Meanwhile I have a new candidate for the best ice cream I have made: bay laurel, as inspired by Leslie in the bay laurel thread.

I used

800 ml heavy cream

250 ml whole milk

100 g sugar

6 large egg yolks

3 dried Turkish bay leaves

As usual I followed the icecreamscience method, however for the last two batches I have used a Windsor pan rather than a wide pot, which makes a whole lot less work for me. For one thing the thermistor probe stays in the mix much easier. I reduced the mixture at about 160 deg F for an hour and a half, giving the laurel a chance to infuse. The recipe made just the right amount of mix for my Cuisinart ICE-100.

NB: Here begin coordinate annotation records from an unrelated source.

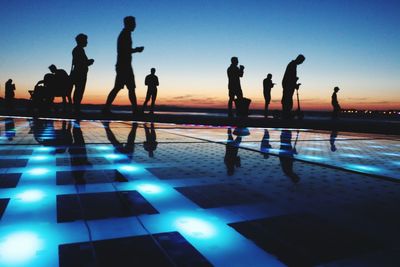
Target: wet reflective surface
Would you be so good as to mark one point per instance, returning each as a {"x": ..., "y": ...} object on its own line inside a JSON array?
[{"x": 81, "y": 193}]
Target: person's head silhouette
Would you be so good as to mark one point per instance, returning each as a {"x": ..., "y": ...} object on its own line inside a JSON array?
[
  {"x": 130, "y": 23},
  {"x": 300, "y": 59},
  {"x": 234, "y": 61},
  {"x": 81, "y": 40},
  {"x": 52, "y": 68}
]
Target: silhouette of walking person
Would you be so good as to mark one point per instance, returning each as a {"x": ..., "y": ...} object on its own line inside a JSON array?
[
  {"x": 152, "y": 82},
  {"x": 150, "y": 145},
  {"x": 231, "y": 158},
  {"x": 124, "y": 69},
  {"x": 234, "y": 75},
  {"x": 335, "y": 104},
  {"x": 79, "y": 70},
  {"x": 9, "y": 95},
  {"x": 267, "y": 86},
  {"x": 289, "y": 84}
]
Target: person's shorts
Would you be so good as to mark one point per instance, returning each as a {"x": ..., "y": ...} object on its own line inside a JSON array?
[{"x": 125, "y": 77}]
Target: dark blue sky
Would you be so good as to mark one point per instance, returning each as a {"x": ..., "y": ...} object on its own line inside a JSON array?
[{"x": 352, "y": 44}]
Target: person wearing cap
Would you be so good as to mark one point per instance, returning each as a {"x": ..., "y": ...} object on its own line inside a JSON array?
[
  {"x": 335, "y": 103},
  {"x": 79, "y": 70},
  {"x": 289, "y": 84}
]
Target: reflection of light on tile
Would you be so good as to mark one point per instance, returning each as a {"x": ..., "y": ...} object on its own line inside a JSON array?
[
  {"x": 38, "y": 171},
  {"x": 39, "y": 158},
  {"x": 128, "y": 168},
  {"x": 195, "y": 227},
  {"x": 363, "y": 168},
  {"x": 20, "y": 247},
  {"x": 149, "y": 188},
  {"x": 31, "y": 195},
  {"x": 353, "y": 156}
]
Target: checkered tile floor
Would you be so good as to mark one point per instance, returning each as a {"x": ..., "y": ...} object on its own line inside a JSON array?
[{"x": 93, "y": 193}]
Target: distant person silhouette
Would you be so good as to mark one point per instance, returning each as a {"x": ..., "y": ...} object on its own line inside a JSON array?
[
  {"x": 123, "y": 67},
  {"x": 286, "y": 155},
  {"x": 9, "y": 95},
  {"x": 152, "y": 82},
  {"x": 267, "y": 86},
  {"x": 231, "y": 158},
  {"x": 335, "y": 104},
  {"x": 265, "y": 145},
  {"x": 150, "y": 145},
  {"x": 235, "y": 89},
  {"x": 289, "y": 84},
  {"x": 332, "y": 140},
  {"x": 79, "y": 70}
]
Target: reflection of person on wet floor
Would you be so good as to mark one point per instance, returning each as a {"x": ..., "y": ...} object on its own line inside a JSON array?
[
  {"x": 79, "y": 69},
  {"x": 152, "y": 82},
  {"x": 9, "y": 128},
  {"x": 124, "y": 69},
  {"x": 265, "y": 145},
  {"x": 150, "y": 145},
  {"x": 267, "y": 86},
  {"x": 9, "y": 95},
  {"x": 234, "y": 75},
  {"x": 78, "y": 153},
  {"x": 232, "y": 159},
  {"x": 289, "y": 84},
  {"x": 286, "y": 155},
  {"x": 335, "y": 103},
  {"x": 119, "y": 147},
  {"x": 332, "y": 140}
]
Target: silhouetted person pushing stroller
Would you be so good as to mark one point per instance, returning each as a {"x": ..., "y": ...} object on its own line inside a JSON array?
[
  {"x": 152, "y": 82},
  {"x": 335, "y": 104},
  {"x": 289, "y": 84},
  {"x": 235, "y": 89},
  {"x": 124, "y": 69},
  {"x": 79, "y": 70}
]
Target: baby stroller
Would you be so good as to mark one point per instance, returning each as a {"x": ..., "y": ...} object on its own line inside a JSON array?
[{"x": 52, "y": 85}]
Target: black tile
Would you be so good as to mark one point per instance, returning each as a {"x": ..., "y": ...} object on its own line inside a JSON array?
[
  {"x": 166, "y": 249},
  {"x": 305, "y": 240},
  {"x": 102, "y": 205},
  {"x": 89, "y": 177},
  {"x": 9, "y": 180},
  {"x": 218, "y": 195},
  {"x": 15, "y": 152},
  {"x": 13, "y": 163},
  {"x": 3, "y": 205}
]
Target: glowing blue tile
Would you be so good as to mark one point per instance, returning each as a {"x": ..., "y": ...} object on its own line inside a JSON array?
[
  {"x": 19, "y": 248},
  {"x": 195, "y": 227}
]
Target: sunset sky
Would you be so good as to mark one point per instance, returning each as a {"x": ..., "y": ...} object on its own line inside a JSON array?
[{"x": 351, "y": 44}]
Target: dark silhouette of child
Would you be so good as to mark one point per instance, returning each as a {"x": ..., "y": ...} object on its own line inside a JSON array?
[
  {"x": 123, "y": 67},
  {"x": 9, "y": 95},
  {"x": 152, "y": 82},
  {"x": 289, "y": 84},
  {"x": 335, "y": 103},
  {"x": 235, "y": 89},
  {"x": 267, "y": 86},
  {"x": 79, "y": 70}
]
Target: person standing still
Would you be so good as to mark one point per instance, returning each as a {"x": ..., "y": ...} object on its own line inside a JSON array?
[
  {"x": 152, "y": 82},
  {"x": 9, "y": 95},
  {"x": 79, "y": 70},
  {"x": 335, "y": 103},
  {"x": 267, "y": 85},
  {"x": 235, "y": 89},
  {"x": 289, "y": 84},
  {"x": 123, "y": 67}
]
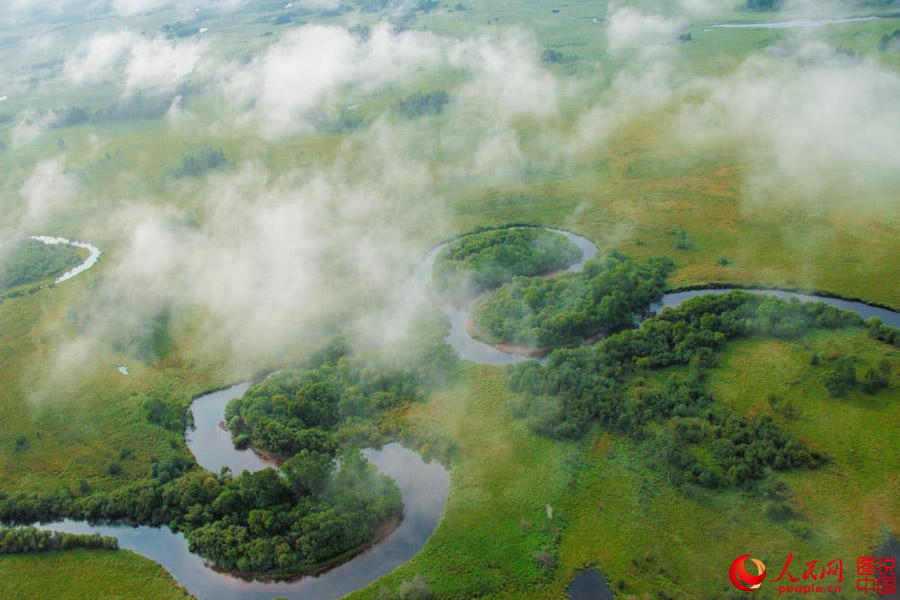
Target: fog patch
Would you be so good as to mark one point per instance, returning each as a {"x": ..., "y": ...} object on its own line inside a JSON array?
[
  {"x": 134, "y": 62},
  {"x": 49, "y": 189}
]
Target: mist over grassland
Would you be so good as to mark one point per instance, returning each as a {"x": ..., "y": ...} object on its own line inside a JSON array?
[
  {"x": 328, "y": 197},
  {"x": 261, "y": 175}
]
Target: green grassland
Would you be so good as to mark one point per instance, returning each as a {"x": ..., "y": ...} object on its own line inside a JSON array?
[
  {"x": 683, "y": 544},
  {"x": 87, "y": 574},
  {"x": 609, "y": 509}
]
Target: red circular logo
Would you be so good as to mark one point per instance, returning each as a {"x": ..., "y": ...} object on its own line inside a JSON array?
[{"x": 742, "y": 579}]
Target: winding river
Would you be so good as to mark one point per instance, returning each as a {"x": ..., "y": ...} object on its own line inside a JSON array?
[
  {"x": 90, "y": 261},
  {"x": 424, "y": 486}
]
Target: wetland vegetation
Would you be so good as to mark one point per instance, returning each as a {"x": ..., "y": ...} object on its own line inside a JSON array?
[{"x": 264, "y": 176}]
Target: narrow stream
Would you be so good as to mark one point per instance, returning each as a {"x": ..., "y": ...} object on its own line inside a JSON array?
[
  {"x": 424, "y": 486},
  {"x": 89, "y": 262}
]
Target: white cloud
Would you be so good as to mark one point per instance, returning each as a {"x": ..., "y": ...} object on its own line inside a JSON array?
[
  {"x": 134, "y": 61},
  {"x": 629, "y": 29},
  {"x": 48, "y": 189},
  {"x": 820, "y": 129}
]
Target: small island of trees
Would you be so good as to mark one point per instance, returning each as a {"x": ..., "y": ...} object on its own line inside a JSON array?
[
  {"x": 562, "y": 311},
  {"x": 31, "y": 261},
  {"x": 485, "y": 260}
]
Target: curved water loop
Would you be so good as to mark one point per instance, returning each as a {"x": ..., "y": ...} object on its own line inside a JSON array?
[
  {"x": 90, "y": 261},
  {"x": 424, "y": 486}
]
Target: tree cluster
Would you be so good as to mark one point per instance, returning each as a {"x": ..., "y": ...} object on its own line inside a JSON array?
[
  {"x": 418, "y": 104},
  {"x": 326, "y": 502},
  {"x": 31, "y": 261},
  {"x": 691, "y": 439},
  {"x": 488, "y": 259},
  {"x": 262, "y": 522},
  {"x": 318, "y": 406},
  {"x": 562, "y": 311},
  {"x": 205, "y": 159}
]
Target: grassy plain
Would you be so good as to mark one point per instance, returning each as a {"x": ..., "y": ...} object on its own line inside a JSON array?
[
  {"x": 85, "y": 575},
  {"x": 628, "y": 193},
  {"x": 648, "y": 536}
]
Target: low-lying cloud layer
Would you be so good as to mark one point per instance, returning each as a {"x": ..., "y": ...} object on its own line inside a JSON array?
[{"x": 276, "y": 255}]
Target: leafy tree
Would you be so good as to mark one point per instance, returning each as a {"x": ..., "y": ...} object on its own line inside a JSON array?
[
  {"x": 488, "y": 259},
  {"x": 418, "y": 104},
  {"x": 562, "y": 311},
  {"x": 205, "y": 159},
  {"x": 31, "y": 261}
]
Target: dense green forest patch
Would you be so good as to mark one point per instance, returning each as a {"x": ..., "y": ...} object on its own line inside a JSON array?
[
  {"x": 21, "y": 540},
  {"x": 328, "y": 501},
  {"x": 694, "y": 439},
  {"x": 561, "y": 311},
  {"x": 485, "y": 260},
  {"x": 31, "y": 261}
]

There are no defects. Nothing that I would want to change. Perfectly smooth and just the right amount of sweetness and flavoring, which is rather subtile. The laurel imparts a lovely subtile color too! I don't think I need worry about iciness, as so far I've eaten a quarter of the batch in one sitting.

Bay Leaves in desserts is something I haven't seen much around, but seems to work really well. I did a couple of batches of bay leaf / chocolate ice cream (got the idea from a hot chocolate recipe book) a couple of years ago that I loved. I'll probably give this a try sans chocolate.

Jo, how do Turkish bay leaves differ from the more prevalent bay leaves in groceries?

Also, how does the Windsor pan make less work? Is there less stirring required? I've recently purchased a 30cm pan, which has 70% more surface area than the 23cm pan Ruben uses in his recipes. This cuts the evaporation time from 60 minutes down to 35 minutes.